Atlantic LNG: TFDE east of Suez rates climb

  • Market: Natural gas
  • 19/08/19

Day rates for tri-fuel diesel-electric (TFDE) LNG vessels chartered on a spot basis in the Pacific basin rose to $66,000/d on Monday, above rates for vessels fixed in the Atlantic basin.

Tightening vessel availability in the Pacific basin in recent weeks, initially driven by a spate of fob tenders in the basin, has buoyed east of Suez spot charter day rates. And shipowners are holding off fixing for the fourth quarter, eyeing a contango in forward spot charter rates, market participants said.

Stronger northeast Asian des prices for delivery in October-November may have also supported spot charter rates. The Argus northeast Asia (ANEA) October des price held a 25¢/mn Btu premium over the September contract at the Dutch TTF gas hub, when both were netted back to the US for a September loading. The steeper contango on the ANEA near-curve widened this inter-basin arbitrage for the following month to 33¢/mn Btu for an October loading.

Longer journey times from the US to northeast Asia, than to Europe or South America, would increase the tonnage demand from US liquefaction projects and the firms holding fob offtake from them.

The US' expected liquefaction capacity for the fourth quarter of 2019 is around 46mn t/yr. This would equate to around 50 loadings per month.

If northeast Asia received the same proportion of US production over the quarter as the previous year — around 44pc — this would equate to around 5.06mn t of LNG. But if the region imported in line with the fourth quarter of 2017 — around 65pc of US exports — this would rise to 7.48mn t.

Tonnage demand for 2018's proportion, based on a 50 day historical round trip from the US to northeast Asia and a 165,000m³ average vessel capacity, would be 37 LNG carriers. If the same proportion of US LNG was delivered to the region in the fourth quarter this year as the same period in 2017, tonnage demand would rise to 54 vessels.

But if demand weakens in the fourth quarter, loadings at US liquefaction facilities are unlikely to slow significantly.

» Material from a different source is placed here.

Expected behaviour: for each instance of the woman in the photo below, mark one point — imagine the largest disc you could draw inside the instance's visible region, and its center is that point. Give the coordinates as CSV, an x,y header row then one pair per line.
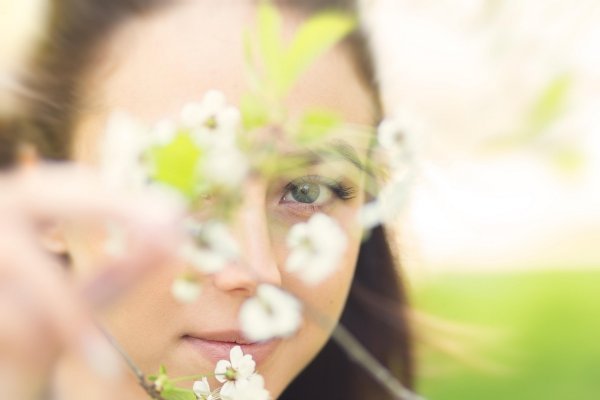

Firms with offtake from US operator Cheniere's 25mn t/yr Sabine Pass and 10mn t/yr Corpus Christi facilities are required to give notice 60 days ahead of any turning down of their contracted volumes from the facilities. And Cheniere itself is unlikely to consider shutdowns, given that the firm has been heard lengthening its shipping position in recent weeks ahead of the fourth quarter, market participants said.

Weaker demand could also tighten vessel availability. If LNG demand were to weaken through the quarter, cargoes could be loaded at liquefaction facilities for delivery significantly beyond the required journey time to the respective regasification terminal. This may increase tonnage demand from offtakers or any other firm seeking to secure a spot fob cargo from the US.